Is it just my particular geography or singular luck that for the past month, EVERY transaction (with the exception of a self-check-out) is punctuated with a twinkly-eyed 17 year-old asking me if I'd like to tack on a dollar for the Good Samaritan Charity?  Surely I am not alone in this? Is it National Non-Profit Passive Fundraising Month everywhere? Because it's starting to give me a complex. And I am pretty pro-philanthropy, as much as someone who is probably a philanthropic cause herself can be. This add-a-dollar-on is starting to add up, however. The teenage cashier is all, I have this script, and I'm all, Yeah, I know it's a script, but it's the Children's Miracle Network. Who says NO to making a miracle happen for a child that only costs a dollar? Teenager is like, Oh, thank you SO much, like I just helped her make a donation quota and now she doesn't have to clean out the McNugget crumbs from the Playland tonight because she met her quota, and I'm all, You're so welcome. 
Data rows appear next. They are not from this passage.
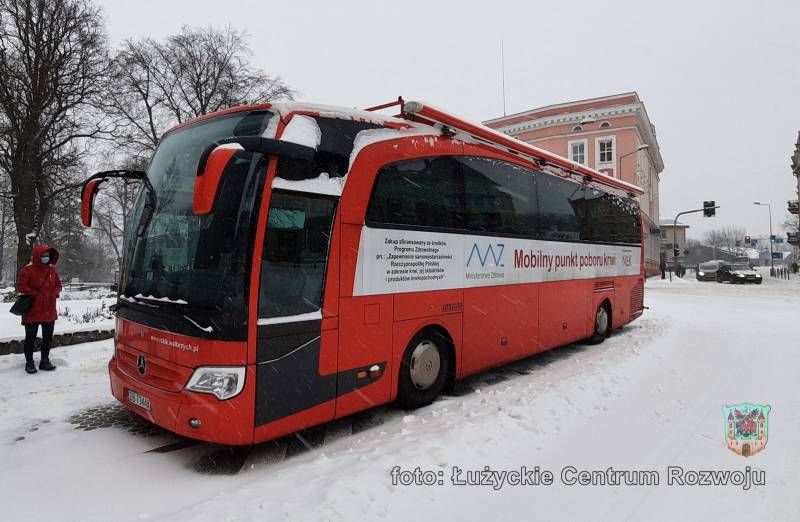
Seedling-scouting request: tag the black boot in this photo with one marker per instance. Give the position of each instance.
(46, 365)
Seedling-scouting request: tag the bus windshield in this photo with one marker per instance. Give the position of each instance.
(199, 264)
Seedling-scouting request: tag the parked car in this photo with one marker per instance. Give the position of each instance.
(708, 271)
(737, 273)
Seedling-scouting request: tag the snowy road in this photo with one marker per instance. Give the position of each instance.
(648, 398)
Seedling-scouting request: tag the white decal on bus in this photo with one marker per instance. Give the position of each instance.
(396, 261)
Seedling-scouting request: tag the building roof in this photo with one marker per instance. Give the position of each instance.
(614, 105)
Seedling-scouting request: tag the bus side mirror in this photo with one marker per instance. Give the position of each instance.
(207, 180)
(92, 185)
(90, 189)
(216, 156)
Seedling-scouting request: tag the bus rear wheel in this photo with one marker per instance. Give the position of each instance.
(423, 370)
(602, 324)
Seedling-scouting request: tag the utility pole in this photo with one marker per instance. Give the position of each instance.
(771, 257)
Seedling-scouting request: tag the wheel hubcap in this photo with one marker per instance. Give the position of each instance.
(425, 364)
(601, 321)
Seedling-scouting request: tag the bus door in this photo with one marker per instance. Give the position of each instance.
(297, 328)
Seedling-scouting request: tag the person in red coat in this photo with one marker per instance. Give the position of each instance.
(40, 280)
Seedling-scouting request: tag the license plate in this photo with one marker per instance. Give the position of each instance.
(138, 400)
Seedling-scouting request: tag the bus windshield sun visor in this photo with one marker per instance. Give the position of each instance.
(266, 146)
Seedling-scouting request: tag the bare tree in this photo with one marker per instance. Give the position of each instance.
(155, 85)
(52, 65)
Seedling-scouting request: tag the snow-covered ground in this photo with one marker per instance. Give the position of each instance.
(650, 397)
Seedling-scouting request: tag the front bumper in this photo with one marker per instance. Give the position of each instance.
(222, 422)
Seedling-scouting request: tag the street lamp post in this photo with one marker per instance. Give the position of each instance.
(771, 259)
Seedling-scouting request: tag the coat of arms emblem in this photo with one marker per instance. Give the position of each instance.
(746, 428)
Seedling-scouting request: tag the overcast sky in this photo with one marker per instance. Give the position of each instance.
(720, 80)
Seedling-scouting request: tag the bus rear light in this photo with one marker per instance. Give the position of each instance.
(224, 382)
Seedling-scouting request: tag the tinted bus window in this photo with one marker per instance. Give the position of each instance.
(295, 254)
(423, 192)
(557, 200)
(499, 197)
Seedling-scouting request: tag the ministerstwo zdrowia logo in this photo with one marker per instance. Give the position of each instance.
(492, 254)
(746, 428)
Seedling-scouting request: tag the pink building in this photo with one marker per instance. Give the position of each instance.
(612, 134)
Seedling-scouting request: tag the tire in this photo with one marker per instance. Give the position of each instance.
(423, 370)
(602, 324)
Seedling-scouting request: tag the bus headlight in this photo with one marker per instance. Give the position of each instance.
(225, 382)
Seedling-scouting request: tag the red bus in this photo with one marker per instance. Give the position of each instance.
(288, 264)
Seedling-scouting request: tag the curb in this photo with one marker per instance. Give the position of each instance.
(63, 339)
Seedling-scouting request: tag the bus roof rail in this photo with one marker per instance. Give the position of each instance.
(427, 114)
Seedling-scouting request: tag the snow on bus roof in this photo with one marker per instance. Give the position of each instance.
(331, 111)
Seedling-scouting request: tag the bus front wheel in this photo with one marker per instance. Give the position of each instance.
(602, 324)
(423, 370)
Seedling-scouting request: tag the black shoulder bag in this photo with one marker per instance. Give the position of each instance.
(22, 305)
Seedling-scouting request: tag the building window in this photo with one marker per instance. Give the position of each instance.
(605, 150)
(577, 151)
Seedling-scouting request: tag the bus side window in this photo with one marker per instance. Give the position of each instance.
(557, 200)
(424, 192)
(499, 197)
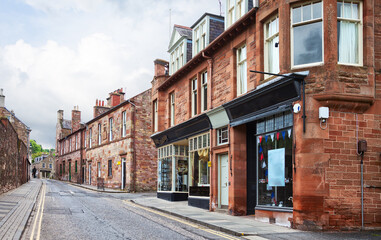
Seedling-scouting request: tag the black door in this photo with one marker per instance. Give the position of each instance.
(251, 169)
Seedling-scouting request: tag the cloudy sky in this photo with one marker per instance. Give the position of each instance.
(58, 54)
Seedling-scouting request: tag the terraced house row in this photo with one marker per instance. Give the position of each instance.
(272, 110)
(277, 115)
(113, 148)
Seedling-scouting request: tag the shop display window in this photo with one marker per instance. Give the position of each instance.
(173, 168)
(274, 159)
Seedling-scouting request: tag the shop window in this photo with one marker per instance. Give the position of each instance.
(90, 136)
(204, 91)
(172, 109)
(110, 129)
(173, 157)
(222, 136)
(307, 34)
(155, 116)
(272, 45)
(349, 32)
(199, 160)
(124, 123)
(241, 71)
(109, 168)
(274, 160)
(194, 97)
(99, 134)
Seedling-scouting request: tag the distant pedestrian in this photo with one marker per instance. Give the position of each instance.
(34, 170)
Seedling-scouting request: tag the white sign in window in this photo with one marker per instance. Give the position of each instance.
(276, 167)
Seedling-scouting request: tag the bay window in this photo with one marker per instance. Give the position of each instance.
(241, 71)
(349, 32)
(272, 45)
(307, 34)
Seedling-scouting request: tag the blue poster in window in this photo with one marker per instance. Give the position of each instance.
(276, 168)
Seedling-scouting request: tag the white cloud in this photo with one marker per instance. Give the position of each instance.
(80, 50)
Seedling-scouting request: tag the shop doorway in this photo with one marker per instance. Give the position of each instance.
(223, 180)
(90, 173)
(123, 173)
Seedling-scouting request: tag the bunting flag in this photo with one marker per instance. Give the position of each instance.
(264, 164)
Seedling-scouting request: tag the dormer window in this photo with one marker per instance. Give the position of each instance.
(235, 9)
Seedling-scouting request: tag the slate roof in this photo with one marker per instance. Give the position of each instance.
(66, 124)
(184, 31)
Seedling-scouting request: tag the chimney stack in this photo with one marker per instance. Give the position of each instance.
(2, 98)
(75, 119)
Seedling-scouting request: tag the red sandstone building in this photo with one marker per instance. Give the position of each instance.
(14, 149)
(285, 147)
(70, 147)
(113, 148)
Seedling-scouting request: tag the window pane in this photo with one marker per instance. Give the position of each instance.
(308, 43)
(339, 9)
(347, 42)
(347, 13)
(296, 15)
(317, 9)
(355, 11)
(306, 12)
But then I'm at Bi-Lo on the very same day, and the disaffected teenager cashier is asking me if I want to donate to the Safe Harbor House, and then suddenly this is not even a question of economy or philanthropy, this is a test of gravity where the once disaffected teenager is peering into my soul, knowing full well that I just spent $.99 on an iTune mp3 of "Build me up, Buttercup" by The Foundations when I could have just listened to it ad infinitum on YouTube, but noooo, I just had to possess it for my very own, and now this teen is looking at me and waiting for me to say YES or NO I WILL NOT GIVE ONE WHOLE DOLLAR to the Safe Harbor House BECAUSE I'M A WRETCHED PERSON who spends her money frivolously on iTunes. And the teen is like, Okay, then your total comes to $14.39.
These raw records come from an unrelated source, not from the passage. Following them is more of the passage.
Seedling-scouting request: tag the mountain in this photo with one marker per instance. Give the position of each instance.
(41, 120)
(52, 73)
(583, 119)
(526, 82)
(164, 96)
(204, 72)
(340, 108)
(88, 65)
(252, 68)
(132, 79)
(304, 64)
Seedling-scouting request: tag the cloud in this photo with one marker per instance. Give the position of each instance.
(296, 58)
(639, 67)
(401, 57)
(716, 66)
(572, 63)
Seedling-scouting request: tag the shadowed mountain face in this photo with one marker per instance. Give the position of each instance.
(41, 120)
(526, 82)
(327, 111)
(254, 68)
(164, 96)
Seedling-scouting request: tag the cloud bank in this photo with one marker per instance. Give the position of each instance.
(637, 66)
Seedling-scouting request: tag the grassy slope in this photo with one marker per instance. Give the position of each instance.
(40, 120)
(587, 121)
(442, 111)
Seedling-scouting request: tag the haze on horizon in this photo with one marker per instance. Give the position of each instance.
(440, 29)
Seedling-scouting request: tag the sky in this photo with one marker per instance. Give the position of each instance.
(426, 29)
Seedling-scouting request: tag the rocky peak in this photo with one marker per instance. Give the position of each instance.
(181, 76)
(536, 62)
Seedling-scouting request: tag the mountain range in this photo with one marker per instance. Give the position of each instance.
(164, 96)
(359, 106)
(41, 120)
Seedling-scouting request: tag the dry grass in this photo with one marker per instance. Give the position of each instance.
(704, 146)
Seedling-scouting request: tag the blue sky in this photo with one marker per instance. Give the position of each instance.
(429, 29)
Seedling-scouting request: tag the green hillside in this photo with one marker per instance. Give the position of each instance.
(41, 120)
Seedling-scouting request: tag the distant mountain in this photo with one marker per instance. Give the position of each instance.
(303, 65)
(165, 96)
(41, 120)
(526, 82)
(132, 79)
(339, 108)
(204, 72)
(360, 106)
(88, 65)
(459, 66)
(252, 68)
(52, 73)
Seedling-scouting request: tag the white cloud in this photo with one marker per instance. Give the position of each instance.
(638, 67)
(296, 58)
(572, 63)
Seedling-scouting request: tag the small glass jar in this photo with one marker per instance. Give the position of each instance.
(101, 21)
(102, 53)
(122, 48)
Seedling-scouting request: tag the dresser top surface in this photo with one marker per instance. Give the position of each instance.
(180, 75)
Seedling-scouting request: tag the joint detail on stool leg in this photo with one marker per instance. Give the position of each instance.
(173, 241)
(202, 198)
But what I really want to say back to this teen who can't wait to bag my root vegetables and go on his government-mandated 30 minute break is that the thirties are very hard, especially when you thought you were going to get a big payoff from your "investment property" and then you learn about what a real estate bubble really is, and you don't end up making a profit but actually running a total deficit, and that the real irony of all of this is that I'M ALSO LOOKING for a Safe Harbor House.  The teen cashier is already on his break reading a back issue of USWeekly in the break room as I grab my groceries and I want to bawl for all the people who are looking for their Safe Harbor.

*** Later I find a dollar in a compartment of our car and buy my daughter a cherry slush from Sonic. As I'm rejoicing that I found this gratuitous Benjamin in our vehicle, the drive-through cashier asks me if I'd like to add a dollar for the Children of Hope Fund.